Does absolute magic immunity prevent magical bonuses to hit and damage?


Rules Questions


I am using the wonderful Iron Kingdoms rpg setting and in their monsternomicon is the Gear Wurm, a snake like creature that has absolute magic immunity and poops out dispels. No roll can be made to overcome this, complete magic immunity.

Will a +1 magic weapon still get the plus 1 to hit and damage it?


A Gear Wyrm has both Absolute Magic Resistance (which seems to basically mean Spell Resistance: infinite) and a Null Field (which functions as the spell Antimagic Field but doesn't affect the Gear Wyrm itself.

Checking the d20 srd for Antimagic Field we can see:

srd wrote:
A normal creature can enter the area, as can normal missiles. Furthermore, while a magic sword does not function magically within the area, it is still a sword (and a masterwork sword at that).

Hence a magic weapon is still masterwork and thus gives you +1 to hit, but none of the magical effects will work.


I'd probably argue the other way unless the snake-like creature actually has a similar null field. If it's just immune, then the weapon should function normally, I think.

Let's take it more extreme. If you've got a +1 flaming longsword, that weapon deals 1d6 points of fire damage on a hit. It doesn't deal "magic fire" damage. Yes, the source is a magical item, but the damage isn't inherently magical.

Let me explain. If you fireball the creature, again the damage is fire damage, but the source of the fire is a spell. Direct, first-order relationship. The spell (the magic) is trying to harm the creature. In the case of a weapon, the spell was cast into the weapon, sheathing it in fire. (Albeit unusual fire you can turn on and off.) This is a second-order relationship.

What if you used a spell to massively heat a weapon? Or enlarge it? If you bring a magical light source into the room the creature is in, can it see that light? If you use invisibility on yourself, can the creature see you?

Personally I think the intention is what Berik said: infinite SR. You can't cast things on the creature, but it's not immune to outside effects. If you enlarge yourself, the creature doesn't get to fight you as if you weren't. You get all your bonuses and penalties for being enlarged because while the source is magical, the magic isn't directly applied to the creature.

So +1 weapons do +1 to hit and damage.


Pathfinder Roleplaying Game Superscriber; Pathfinder Starfinder Roleplaying Game Subscriber

Magic Immunity itself does not negate the magical bonuses of weapons (it merely negates spells and spell-like abilities that allow for spell resistance). That null field, however, will negate the magical bonuses of weapons from the sound of it.

Sovereign Court

Cool, you can hit it with instant conjuration effects that don't allow SR from outside of it's field.

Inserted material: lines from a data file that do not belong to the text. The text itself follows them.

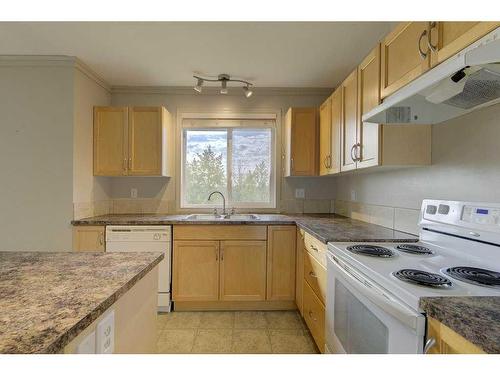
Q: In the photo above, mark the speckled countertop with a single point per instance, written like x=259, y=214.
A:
x=325, y=227
x=475, y=318
x=47, y=299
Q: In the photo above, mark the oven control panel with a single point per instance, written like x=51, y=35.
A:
x=481, y=215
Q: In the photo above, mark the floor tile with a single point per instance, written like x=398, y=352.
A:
x=291, y=341
x=217, y=319
x=249, y=320
x=251, y=341
x=213, y=341
x=176, y=341
x=183, y=320
x=283, y=320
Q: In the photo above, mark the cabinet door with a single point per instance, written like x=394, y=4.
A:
x=452, y=37
x=325, y=135
x=336, y=124
x=349, y=122
x=401, y=60
x=304, y=142
x=281, y=262
x=243, y=270
x=195, y=274
x=110, y=140
x=145, y=141
x=88, y=238
x=368, y=98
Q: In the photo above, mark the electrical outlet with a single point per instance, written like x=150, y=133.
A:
x=300, y=193
x=106, y=334
x=133, y=193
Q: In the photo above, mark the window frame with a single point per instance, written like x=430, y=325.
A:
x=272, y=204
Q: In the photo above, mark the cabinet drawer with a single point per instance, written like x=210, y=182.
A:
x=314, y=315
x=315, y=275
x=316, y=248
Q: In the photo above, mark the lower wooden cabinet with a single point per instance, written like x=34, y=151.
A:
x=243, y=270
x=314, y=315
x=448, y=341
x=89, y=238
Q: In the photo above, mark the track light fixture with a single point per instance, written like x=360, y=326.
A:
x=223, y=79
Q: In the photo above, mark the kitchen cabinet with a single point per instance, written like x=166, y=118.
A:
x=131, y=141
x=405, y=56
x=88, y=238
x=448, y=341
x=301, y=142
x=195, y=271
x=448, y=38
x=243, y=270
x=281, y=249
x=349, y=124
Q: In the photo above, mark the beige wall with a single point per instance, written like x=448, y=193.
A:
x=465, y=166
x=36, y=155
x=153, y=192
x=90, y=194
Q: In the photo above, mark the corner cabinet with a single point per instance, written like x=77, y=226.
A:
x=301, y=142
x=131, y=141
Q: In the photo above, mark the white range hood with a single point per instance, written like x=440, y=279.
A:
x=461, y=84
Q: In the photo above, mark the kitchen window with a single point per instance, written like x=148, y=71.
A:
x=233, y=156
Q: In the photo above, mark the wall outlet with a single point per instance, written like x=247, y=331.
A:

It's null field does sound like it'd negate any magical bonuses to hit and damage inside of it's zone.

Grand Lodge

Pathfinder Starfinder Roleplaying Game Subscriber
Anguish wrote:

I'd probably argue the other way unless the snake-like creature actually has a similar null field. If it's just immune, then the weapon should function normally, I think.

Let's take it more extreme. If you've got a +1 flaming longsword, that weapon deals 1d6 points of fire damage on a hit. It doesn't deal "magic fire" damage. Yes, the source is a magical item, but the damage isn't inherently magical.

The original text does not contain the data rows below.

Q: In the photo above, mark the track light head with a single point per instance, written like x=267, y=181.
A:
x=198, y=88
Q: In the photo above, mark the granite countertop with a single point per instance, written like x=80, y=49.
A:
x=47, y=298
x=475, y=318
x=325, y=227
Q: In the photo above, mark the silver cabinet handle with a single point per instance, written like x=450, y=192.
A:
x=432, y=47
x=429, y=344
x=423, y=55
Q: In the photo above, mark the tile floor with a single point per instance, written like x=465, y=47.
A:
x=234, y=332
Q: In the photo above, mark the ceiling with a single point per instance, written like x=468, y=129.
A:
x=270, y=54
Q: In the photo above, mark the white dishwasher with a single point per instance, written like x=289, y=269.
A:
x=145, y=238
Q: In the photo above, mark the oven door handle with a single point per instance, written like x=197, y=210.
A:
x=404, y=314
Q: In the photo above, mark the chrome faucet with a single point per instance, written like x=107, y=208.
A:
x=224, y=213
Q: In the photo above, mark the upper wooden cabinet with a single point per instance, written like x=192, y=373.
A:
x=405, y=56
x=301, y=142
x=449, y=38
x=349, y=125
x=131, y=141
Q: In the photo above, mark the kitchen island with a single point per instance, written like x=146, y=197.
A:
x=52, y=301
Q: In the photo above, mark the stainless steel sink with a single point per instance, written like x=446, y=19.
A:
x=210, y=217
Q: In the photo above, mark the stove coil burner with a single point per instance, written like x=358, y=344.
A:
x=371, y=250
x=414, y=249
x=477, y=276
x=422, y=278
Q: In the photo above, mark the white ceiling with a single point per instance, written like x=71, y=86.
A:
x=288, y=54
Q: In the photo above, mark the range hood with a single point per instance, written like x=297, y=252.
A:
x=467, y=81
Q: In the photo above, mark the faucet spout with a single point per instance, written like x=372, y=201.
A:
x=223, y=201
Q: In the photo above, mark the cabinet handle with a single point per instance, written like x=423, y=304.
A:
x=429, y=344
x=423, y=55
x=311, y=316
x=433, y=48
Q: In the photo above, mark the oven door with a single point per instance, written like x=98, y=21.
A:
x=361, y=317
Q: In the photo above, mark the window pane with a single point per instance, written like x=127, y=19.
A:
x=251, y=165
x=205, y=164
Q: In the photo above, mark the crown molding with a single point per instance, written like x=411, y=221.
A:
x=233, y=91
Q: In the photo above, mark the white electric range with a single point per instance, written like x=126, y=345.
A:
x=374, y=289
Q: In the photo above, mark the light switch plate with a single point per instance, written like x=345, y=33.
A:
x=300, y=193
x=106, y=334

The fire is a magical effect and thus subject to spell resistance. if th creature is immune to anything that would be suppressed in an anti-magic zone... it'd be immune to that as well.


LazarX wrote:
Anguish wrote:

I'd probably argue the other way unless the snake-like creature actually has a similar null field. If it's just immune, then the weapon should function normally, I think.

Let's take it more extreme. If you've got a +1 flaming longsword, that weapon deals 1d6 points of fire damage on a hit. It doesn't deal "magic fire" damage. Yes, the source is a magical item, but the damage isn't inherently magical.

The fire is a magical effect and thus subject to spell resistance. if th creature is immune to anything that would be suppressed in an anti-magic zone... it'd be immune to that as well.

Wow. Bad day. I completely misunderstood that the second poster was actually providing details about the original poster's creature. I thought it was a similar creature for purposes of thinking out the rules. My mistake entirely.


Pathfinder Roleplaying Game Superscriber; Pathfinder Starfinder Roleplaying Game Subscriber
LazarX wrote:
Anguish wrote:

I'd probably argue the other way unless the snake-like creature actually has a similar null field. If it's just immune, then the weapon should function normally, I think.

Let's take it more extreme. If you've got a +1 flaming longsword, that weapon deals 1d6 points of fire damage on a hit. It doesn't deal "magic fire" damage. Yes, the source is a magical item, but the damage isn't inherently magical.

The fire is a magical effect and thus subject to spell resistance. if th creature is immune to anything that would be suppressed in an anti-magic zone... it'd be immune to that as well.

The flaming property is not subject to spell resistance, though that antimagic aura likely keeps it from working.